Those ordering Ford’s upcoming all-electric Mustang Mach-E will get to try the company’s enhanced Ford Co-Pilot360, giving drivers a hands-free driving option, as well as an array of driver-assistance features
First launched in 2018, Ford Co-Pilot360 offers a range of technologies such as automatic emergency braking, blind spot monitors, backup cameras, lane keep assist and adaptive cruise control.
Karen Sullivan, marketing communications manager for Ford Co-Pilot360 says drivers of the Mustang Mach-E – which is expected to be delivered to Canadians later this year – will notice several advancements to the current Ford Co-Pilot360 offering, the most significant being Active Drive Assist.
Active Drive Assist is an enhancement to Ford’s existing Intelligent Adaptive Cruise Control with Lane Centering that comes with the Co-Pilot360.
Chris Billman, engineering manger with Ford Co-Pilot360 adds Active Drive Assist will work on some 100,000 miles of pre-mapped divided highways in Canada and the U.S. allowing people to drive with “their hands off the steering wheel if they continue to pay attention to the road ahead.”
A set of infrared driver-facing cameras will monitor a driver’s eye movements and head position to make sure that while in Hands-Free Driving Mode the driver is paying attention to the road.
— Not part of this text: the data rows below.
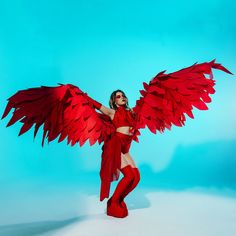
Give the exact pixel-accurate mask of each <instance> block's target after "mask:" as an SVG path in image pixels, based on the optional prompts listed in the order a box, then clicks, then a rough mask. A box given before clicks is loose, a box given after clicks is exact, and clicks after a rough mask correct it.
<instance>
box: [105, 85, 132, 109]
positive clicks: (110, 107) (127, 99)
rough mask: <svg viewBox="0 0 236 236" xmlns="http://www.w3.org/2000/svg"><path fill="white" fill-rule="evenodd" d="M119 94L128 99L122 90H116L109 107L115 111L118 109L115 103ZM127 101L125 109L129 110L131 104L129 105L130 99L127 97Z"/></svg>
mask: <svg viewBox="0 0 236 236" xmlns="http://www.w3.org/2000/svg"><path fill="white" fill-rule="evenodd" d="M117 92H120V93H122V94H123V95H124V96H125V97H126V95H125V93H124V92H123V91H122V90H120V89H117V90H115V91H113V92H112V93H111V96H110V100H109V106H110V108H112V109H115V110H116V109H117V106H116V103H115V101H116V93H117ZM126 101H127V102H126V105H125V108H129V103H128V98H127V97H126Z"/></svg>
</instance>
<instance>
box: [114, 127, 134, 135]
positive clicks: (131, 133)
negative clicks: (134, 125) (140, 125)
mask: <svg viewBox="0 0 236 236" xmlns="http://www.w3.org/2000/svg"><path fill="white" fill-rule="evenodd" d="M116 132H118V133H122V134H125V135H128V136H132V135H133V134H134V127H132V126H121V127H118V128H116Z"/></svg>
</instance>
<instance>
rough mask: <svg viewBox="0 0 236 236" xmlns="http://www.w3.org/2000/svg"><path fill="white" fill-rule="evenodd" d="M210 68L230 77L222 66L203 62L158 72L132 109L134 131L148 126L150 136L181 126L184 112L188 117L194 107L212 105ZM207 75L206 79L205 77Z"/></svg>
mask: <svg viewBox="0 0 236 236" xmlns="http://www.w3.org/2000/svg"><path fill="white" fill-rule="evenodd" d="M212 68H214V69H219V70H222V71H224V72H227V73H229V74H232V73H231V72H230V71H228V70H227V69H226V68H225V67H223V66H222V65H221V64H218V63H215V60H213V61H211V62H205V63H201V64H197V63H195V64H193V65H192V66H190V67H187V68H184V69H181V70H179V71H176V72H173V73H170V74H165V73H164V72H165V71H162V72H160V73H158V74H157V75H156V76H155V77H154V78H153V79H152V80H151V81H150V83H149V84H147V83H143V86H144V90H140V93H141V95H142V96H141V97H140V99H139V100H137V101H136V105H135V107H134V108H133V110H134V111H135V112H136V114H137V122H136V129H139V128H145V126H147V127H148V128H149V130H150V131H151V132H152V133H154V134H155V133H156V130H158V131H159V132H161V133H162V132H163V131H164V129H165V128H168V129H169V130H170V129H171V125H172V124H174V125H176V126H183V125H184V122H185V114H184V113H186V114H187V115H188V116H189V117H190V118H194V116H193V114H192V109H193V106H195V107H196V108H198V109H199V110H207V109H208V107H207V106H206V104H205V103H209V102H211V98H210V97H209V94H213V93H214V92H215V90H214V88H213V87H214V85H215V80H213V79H212V78H213V75H212ZM205 74H208V75H209V78H207V77H205Z"/></svg>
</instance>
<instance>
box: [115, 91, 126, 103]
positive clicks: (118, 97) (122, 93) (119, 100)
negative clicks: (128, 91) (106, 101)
mask: <svg viewBox="0 0 236 236" xmlns="http://www.w3.org/2000/svg"><path fill="white" fill-rule="evenodd" d="M115 103H116V105H117V107H119V106H122V105H125V104H126V103H127V98H126V97H125V95H124V94H123V93H121V92H117V93H116V96H115Z"/></svg>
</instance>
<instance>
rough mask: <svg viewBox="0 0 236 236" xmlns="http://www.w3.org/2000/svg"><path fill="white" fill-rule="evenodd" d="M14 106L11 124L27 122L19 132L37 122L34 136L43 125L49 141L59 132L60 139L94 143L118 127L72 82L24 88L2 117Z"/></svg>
mask: <svg viewBox="0 0 236 236" xmlns="http://www.w3.org/2000/svg"><path fill="white" fill-rule="evenodd" d="M12 108H14V112H13V116H12V118H11V119H10V121H9V123H8V124H7V126H10V125H12V124H14V123H15V122H16V121H18V120H20V122H22V123H24V124H23V126H22V127H21V130H20V133H19V135H21V134H23V133H25V132H26V131H28V130H29V129H30V128H31V127H32V126H33V125H34V124H35V128H34V137H35V136H36V134H37V132H38V129H39V127H40V126H41V125H43V124H44V126H43V139H42V145H44V139H45V137H46V138H48V143H49V142H50V141H52V140H54V139H55V138H57V137H58V136H59V135H60V136H59V140H58V142H61V141H62V140H64V139H65V138H66V137H67V144H71V146H73V145H74V144H75V143H77V142H78V143H79V145H80V146H82V145H83V144H84V143H85V142H86V141H87V140H89V143H90V145H93V144H95V143H96V142H97V141H98V143H99V144H100V143H101V142H103V141H104V140H105V139H106V138H107V137H108V136H109V135H111V134H112V133H113V132H114V131H115V130H114V126H113V125H112V123H111V121H110V118H109V117H108V116H106V115H103V114H101V113H98V112H96V110H95V108H94V107H93V106H92V104H90V102H89V100H88V95H87V93H84V92H82V91H81V90H80V89H79V88H78V87H76V86H74V85H71V84H66V85H63V84H60V86H57V87H46V86H41V87H38V88H30V89H27V90H20V91H18V92H17V93H16V94H14V95H13V96H12V97H10V98H9V99H8V104H7V106H6V109H5V111H4V114H3V116H2V119H3V118H4V117H5V116H7V115H8V113H9V112H10V110H11V109H12Z"/></svg>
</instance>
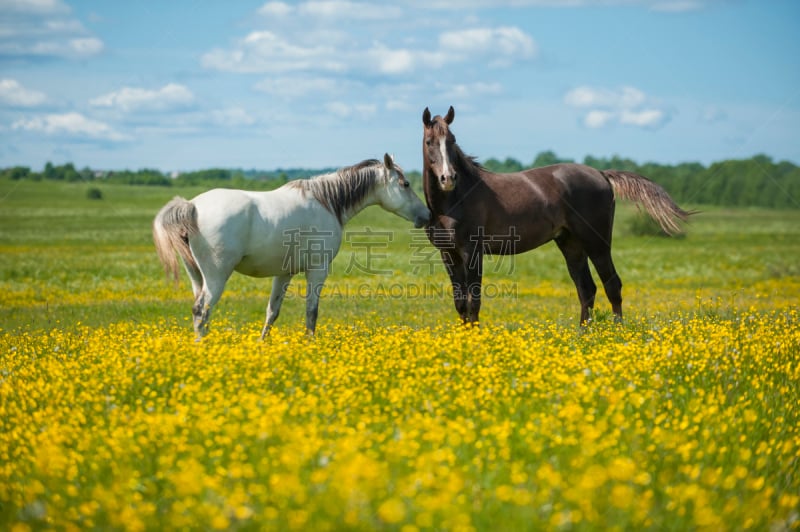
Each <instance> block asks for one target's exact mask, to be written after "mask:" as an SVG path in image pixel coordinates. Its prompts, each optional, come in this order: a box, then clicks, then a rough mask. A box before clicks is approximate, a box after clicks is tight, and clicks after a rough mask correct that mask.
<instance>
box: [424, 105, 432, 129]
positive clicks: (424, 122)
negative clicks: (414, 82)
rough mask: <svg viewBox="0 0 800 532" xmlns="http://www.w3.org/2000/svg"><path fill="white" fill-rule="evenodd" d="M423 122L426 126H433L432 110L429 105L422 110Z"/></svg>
mask: <svg viewBox="0 0 800 532" xmlns="http://www.w3.org/2000/svg"><path fill="white" fill-rule="evenodd" d="M422 123H423V124H425V127H431V111H430V109H428V108H427V107H426V108H425V110H424V111H422Z"/></svg>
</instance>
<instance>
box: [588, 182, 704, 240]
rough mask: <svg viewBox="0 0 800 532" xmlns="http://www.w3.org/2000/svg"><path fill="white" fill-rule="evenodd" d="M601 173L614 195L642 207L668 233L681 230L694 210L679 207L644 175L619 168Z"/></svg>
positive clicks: (662, 190) (658, 187)
mask: <svg viewBox="0 0 800 532" xmlns="http://www.w3.org/2000/svg"><path fill="white" fill-rule="evenodd" d="M600 173H602V174H603V175H604V176H605V178H606V179H608V182H609V183H611V186H612V187H613V188H614V195H615V196H618V197H620V198H622V199H626V200H629V201H633V202H634V203H636V204H637V205H639V206H642V207H644V209H645V210H646V211H647V213H648V214H649V215H650V216H651V217H652V218H653V220H655V221H656V222H658V225H660V226H661V229H662V230H663V231H664V232H665V233H667V234H668V235H675V234H679V233H682V232H683V227H682V226H681V223H682V222H686V221H687V220H688V219H689V216H691V215H692V214H695V211H685V210H683V209H681V208H680V207H679V206H678V205H677V204H676V203H675V202H674V201H673V200H672V198H671V197H670V196H669V194H667V191H666V190H664V189H663V188H661V186H660V185H658V184H656V183H654V182H652V181H650V180H649V179H647V178H646V177H644V176H640V175H638V174H634V173H633V172H624V171H620V170H603V171H601V172H600Z"/></svg>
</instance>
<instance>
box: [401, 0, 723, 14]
mask: <svg viewBox="0 0 800 532" xmlns="http://www.w3.org/2000/svg"><path fill="white" fill-rule="evenodd" d="M719 1H720V0H413V1H412V4H413V5H415V6H416V7H421V8H425V9H446V10H459V9H481V8H498V7H514V8H525V7H548V8H579V7H618V6H625V7H630V6H639V7H643V8H648V9H651V10H653V11H664V12H672V13H682V12H684V11H695V10H698V9H704V8H705V7H707V6H709V5H712V4H714V3H718V2H719Z"/></svg>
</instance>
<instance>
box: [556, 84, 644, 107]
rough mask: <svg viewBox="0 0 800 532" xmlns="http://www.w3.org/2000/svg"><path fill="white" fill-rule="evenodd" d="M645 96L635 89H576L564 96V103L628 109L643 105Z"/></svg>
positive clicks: (586, 105) (641, 91) (633, 87)
mask: <svg viewBox="0 0 800 532" xmlns="http://www.w3.org/2000/svg"><path fill="white" fill-rule="evenodd" d="M644 101H645V94H644V93H643V92H642V91H640V90H639V89H637V88H635V87H622V88H621V89H619V90H609V89H601V88H595V87H586V86H583V87H577V88H574V89H572V90H570V91H569V92H567V94H566V95H565V96H564V102H565V103H566V104H567V105H570V106H572V107H618V108H624V109H629V108H633V107H637V106H639V105H641V104H642V103H644Z"/></svg>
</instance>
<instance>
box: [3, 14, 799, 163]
mask: <svg viewBox="0 0 800 532" xmlns="http://www.w3.org/2000/svg"><path fill="white" fill-rule="evenodd" d="M798 23H800V2H796V1H794V0H786V1H770V2H762V1H748V0H565V1H556V0H398V1H395V2H385V3H381V2H360V1H348V0H320V1H316V0H315V1H303V2H263V1H252V2H251V1H237V2H222V1H218V2H212V1H204V0H173V1H170V2H155V1H152V2H149V1H135V2H108V1H100V0H96V1H67V0H0V167H5V166H12V165H26V166H31V167H32V168H34V169H41V168H42V167H43V166H44V164H45V162H47V161H52V162H53V163H56V164H62V163H65V162H73V163H75V165H76V166H78V167H83V166H91V167H93V168H108V169H114V168H131V169H136V168H144V167H147V168H159V169H161V170H163V171H173V170H191V169H200V168H208V167H235V168H260V169H274V168H279V167H281V168H288V167H306V168H320V167H329V166H344V165H348V164H353V163H355V162H358V161H360V160H362V159H365V158H372V157H380V156H381V155H382V154H383V153H384V152H390V153H393V154H395V156H396V159H397V161H398V162H399V163H400V164H401V165H402V166H404V167H405V168H406V169H419V168H420V161H421V153H420V152H421V135H422V131H421V128H422V124H421V115H422V111H423V109H424V108H425V107H426V106H429V107H430V108H431V111H432V112H433V113H434V114H444V113H445V112H446V110H447V107H448V106H449V105H453V106H454V107H455V109H456V119H455V122H454V124H453V131H454V132H455V133H456V135H457V137H458V140H459V144H460V145H461V147H462V148H463V149H464V150H465V151H466V152H467V153H470V154H472V155H475V156H477V157H478V158H479V159H482V160H483V159H486V158H489V157H497V158H505V157H514V158H516V159H518V160H520V161H521V162H523V163H526V164H527V163H530V162H531V161H532V160H533V158H534V157H535V155H536V154H537V153H538V152H540V151H543V150H554V151H555V152H556V153H557V154H558V155H560V156H564V157H571V158H574V159H576V160H582V159H583V157H584V156H586V155H587V154H590V155H594V156H611V155H614V154H618V155H621V156H625V157H630V158H633V159H634V160H637V161H639V162H644V161H655V162H661V163H677V162H682V161H700V162H702V163H704V164H708V163H710V162H713V161H717V160H722V159H728V158H745V157H750V156H751V155H754V154H756V153H766V154H767V155H770V156H772V157H774V158H775V159H779V160H782V159H788V160H791V161H793V162H795V163H800V60H798V58H799V57H800V37H798V34H797V28H798Z"/></svg>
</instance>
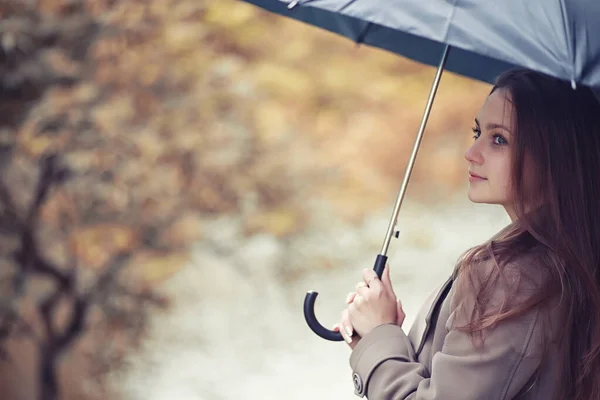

Billman says the cameras will work in all kinds of lighting conditions and can see the driver’s eyes regardless if they are wearing sunglasses.If the driver becomes distracted, a set of visual prompts on the instrument cluster will notify them to return their attention to the road ahead or to take control of the vehicle, added Billman.
Ford extensively tested the technology over some 650,000 miles of highways across the United States in all kinds of weather conditions, many times with real customers behind the wheel.
Active Drive Assist will start to roll out to select 2021 model year Ford vehicles and will be available across the Mustang Mach-E line-up.
Other enhancements to the system are an upgraded adaptive cruise control. Where normally, the driver would have to press on the accelerator to get the car moving again after a three-second stop, Ford says that the car will move again after being stopped after 30 seconds once traffic starts moving again. An added bonus is that the system will also recognize road signs, adding to a more comfortable and relaxing driving experience according to Ford.
Active Drive Assist hardware will also be available as part of the Ford Co-Pilot360 Active 2.0 Prep Package and customers can then purchase the Active Drive Assist software and receive the feature either at a Ford certified dealer or via an over-the-air update expected through Wi-Fi in the third quarter of 2021.